Crap!!! Now I gotta get yellow socks, every time I turn around I gott get something. :wink:


----------



## ed4copies (Jan 26, 2012)

jd99 said:


> ctubbs said:
> 
> 
> > The only right way is the one that works for you and your shop. Everyone has to figure that out for themselves.:frown: I have stolen a piece here and another there. Most of the time, it works for me. Sometimes I need to stand on the right foot wearing a yellow sock on the left foot, but at other times the sock has to be on the right one. The required chant must be whispered to the East or yelled straight up. :biggrin: Things change and must be accounted for. As always, YMMV
> ...



I don't think I would bother---that was the JANUARY color!!  Better wait until someone announces the color for February!!


----------



## leehljp (Jan 26, 2012)

Justturnin said:


> I dont count. I use Thin until it stops sucking it in then switch to Medium. I use measurments to tell me when to stop. When turning the blank I turn/sand it to .1mm below the actual component part not the bushing, I use some cheapo Digital Calipers from HF. I build back up w/ CA to .1-.15mm thicker than the part. I wet sand w/ 600 to about .08-.09mm (This will/should have taken all the ridges out) then switch to MM, the MM typically will bring it to .02-.03mm and you cant see or feel that. I MM to 12000 and thats it. I have done tests and can not see a benefit of using Polish over MM and I prefer to use MM. That is my preference and as you go you will develop your own prefrence. As long as the finished product is what you are looking for there is no wrong way to do it.



Chris,

You bring up a great point that new people miss and don't see a need for early on. But it would be great if they would do as you do. I turned my blanks down to about .005 or .006 smaller than the fittings and build up, starting with thin for two or three as noted in the first post. And medium to build up to about +.003 or +.004 and then sand down to around .001 and round over with the 8000/12000 MM.

Generally for me that is around 4 to 6 coats of medium. But sizing by using calipers and measuring that against the matching pen parts is far superior to judging by bushing size.
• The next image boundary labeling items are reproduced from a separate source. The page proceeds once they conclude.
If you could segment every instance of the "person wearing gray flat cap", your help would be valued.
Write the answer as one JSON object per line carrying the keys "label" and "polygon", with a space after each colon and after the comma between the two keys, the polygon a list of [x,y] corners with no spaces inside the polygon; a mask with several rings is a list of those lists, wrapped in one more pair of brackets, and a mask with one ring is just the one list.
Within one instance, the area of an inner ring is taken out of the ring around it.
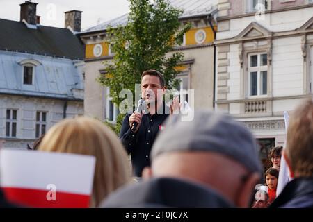
{"label": "person wearing gray flat cap", "polygon": [[231,117],[195,111],[172,117],[157,137],[143,182],[113,193],[104,207],[248,207],[259,181],[256,141]]}

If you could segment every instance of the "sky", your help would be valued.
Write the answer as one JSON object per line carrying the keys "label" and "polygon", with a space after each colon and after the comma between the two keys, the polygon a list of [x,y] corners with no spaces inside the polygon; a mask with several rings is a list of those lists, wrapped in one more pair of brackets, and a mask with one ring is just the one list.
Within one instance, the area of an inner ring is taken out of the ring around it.
{"label": "sky", "polygon": [[[0,0],[0,18],[19,21],[19,4],[26,0]],[[129,12],[127,0],[31,0],[37,5],[40,24],[64,28],[64,12],[83,11],[81,30]]]}

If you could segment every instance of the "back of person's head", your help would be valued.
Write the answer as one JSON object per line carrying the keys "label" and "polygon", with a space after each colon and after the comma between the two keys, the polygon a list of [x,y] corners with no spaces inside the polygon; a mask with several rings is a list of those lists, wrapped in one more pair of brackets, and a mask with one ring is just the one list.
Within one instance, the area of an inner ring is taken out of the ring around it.
{"label": "back of person's head", "polygon": [[70,153],[96,157],[90,207],[129,181],[127,153],[108,127],[90,117],[63,120],[45,135],[40,151]]}
{"label": "back of person's head", "polygon": [[287,162],[295,177],[313,176],[313,101],[307,100],[290,117]]}
{"label": "back of person's head", "polygon": [[256,142],[229,116],[195,111],[191,121],[171,117],[152,147],[145,178],[174,177],[200,182],[238,207],[247,207],[261,175]]}
{"label": "back of person's head", "polygon": [[276,146],[276,147],[272,148],[271,149],[270,154],[269,154],[270,160],[271,158],[274,158],[274,157],[280,158],[282,157],[282,146]]}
It doesn't take hardly any more time to use the calipers for sizing during the finishing process of CA. Adding finish and sizing are all in it together - for a great pen.


----------



## jd99 (Jan 27, 2012)

*Finishing Socks*

Here ya go i found these will these cover me for multiple months. :biggrin:


----------



## Kaaawaz28 (Jan 27, 2012)

I am so glad I am on this site,alot of good info out there.I sell at a local farmers market to locals and tourists and do pretty good.I had a couple local pen turners who have been doing this for awhile look at my finish and wonder how I got it so nice.They told me their process and I told them mine.They came over to my house with a couple other pen turners visiting from the mainland and I showed them. I use medium ca about 3-4 coats as a sealer then sand up to 1500 dry sand in both directions,then I hang all my pens and spray with a laquer finish about 1 coat every 5 minutes,4-5 times. Then in about an hour I sand 400,600,1500 then medium rogue buff then fine.
I havent tried their way yet,but am going over to his house to learn.This is just how I learned on my own,Taking ideas from all the other things I make


----------